In June, Christians Against Christian Nationalism, a project of the BJC, wrote in a letter to the House committee that "Christian nationalism helped motivate and intensify the insurrection" and that lawmakers should "thoroughly investigate the role that Christian nationalism played in the attack."
"This seditious mob was motivated not just by loyalty to Trump, but by an unholy amalgamation of white supremacy and Christianity that has plagued our nation since its inception and is still with us today," wrote Robert P. Jones, president of the Public Religion Research Institute (PRRI), at the time.
As Religion News Servicereported last week, a spokesperson for committee member Rep. Liz Cheney (R-Wy.) suggested weeks before the report was released that the congresswoman objected to focusing seriously on Christian nationalism, telling The Washington Post that Cheney "won't sign onto any 'narrative' [that] suggests every American who believes God has blessed America is a white supremacist."
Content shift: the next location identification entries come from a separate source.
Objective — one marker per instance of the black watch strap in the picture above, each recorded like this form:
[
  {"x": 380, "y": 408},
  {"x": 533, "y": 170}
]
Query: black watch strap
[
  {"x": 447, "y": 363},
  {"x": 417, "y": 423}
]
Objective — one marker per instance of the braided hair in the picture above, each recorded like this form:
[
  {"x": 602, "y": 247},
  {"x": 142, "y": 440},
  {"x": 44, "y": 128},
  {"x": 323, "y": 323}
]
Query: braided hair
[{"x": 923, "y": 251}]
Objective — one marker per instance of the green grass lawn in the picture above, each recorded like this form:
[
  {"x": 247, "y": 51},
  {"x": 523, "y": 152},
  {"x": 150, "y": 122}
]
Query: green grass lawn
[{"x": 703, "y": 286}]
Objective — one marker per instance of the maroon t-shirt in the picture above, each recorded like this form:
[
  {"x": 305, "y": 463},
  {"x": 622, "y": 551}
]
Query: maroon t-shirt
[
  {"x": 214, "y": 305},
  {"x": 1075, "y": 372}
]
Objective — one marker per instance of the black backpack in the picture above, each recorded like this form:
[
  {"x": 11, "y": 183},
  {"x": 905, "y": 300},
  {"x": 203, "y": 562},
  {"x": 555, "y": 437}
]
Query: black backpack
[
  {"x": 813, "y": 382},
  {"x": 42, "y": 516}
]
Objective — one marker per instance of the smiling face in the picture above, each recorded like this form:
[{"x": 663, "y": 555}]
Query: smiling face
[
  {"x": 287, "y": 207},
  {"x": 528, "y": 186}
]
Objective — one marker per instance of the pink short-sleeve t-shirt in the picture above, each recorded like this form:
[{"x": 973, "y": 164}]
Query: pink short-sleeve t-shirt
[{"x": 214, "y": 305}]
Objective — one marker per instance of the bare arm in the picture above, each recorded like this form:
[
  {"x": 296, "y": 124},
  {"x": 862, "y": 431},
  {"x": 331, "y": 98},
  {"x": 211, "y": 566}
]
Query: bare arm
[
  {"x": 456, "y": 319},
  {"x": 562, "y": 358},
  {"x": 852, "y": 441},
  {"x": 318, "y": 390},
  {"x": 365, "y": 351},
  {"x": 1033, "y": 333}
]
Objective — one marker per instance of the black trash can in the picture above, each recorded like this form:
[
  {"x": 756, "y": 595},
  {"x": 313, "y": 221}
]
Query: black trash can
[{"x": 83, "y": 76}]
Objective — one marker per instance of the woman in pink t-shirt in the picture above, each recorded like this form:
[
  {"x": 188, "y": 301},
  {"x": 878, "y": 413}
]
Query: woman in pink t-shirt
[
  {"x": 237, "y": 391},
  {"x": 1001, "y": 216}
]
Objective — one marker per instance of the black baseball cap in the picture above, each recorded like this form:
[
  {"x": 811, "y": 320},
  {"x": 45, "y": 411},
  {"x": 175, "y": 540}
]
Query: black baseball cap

Lawmakers including Cheney, who leaves office next week, "fear that confronting Christian nationalism might be misconstrued as an attack on Christianity or Christians, and nothing could be further from the truth," Tyler told MSNBC. "We are trying to draw attention to what Christian nationalism is... Christian nationalism turns Christianity's gospel of love into a false idol of power. It turns John's gospel teaching us that God so loved the world on its head, saying falsely that God has a special plan for the U.S. or that God loves the U.S. more than any other country, or that God has preordained election results."
Faith leaders are working to explain "why that's not the case," added Tyler, "because if we don't confront Christian nationalism then we are leaving ourselves open to future attacks, like what we saw on January 6."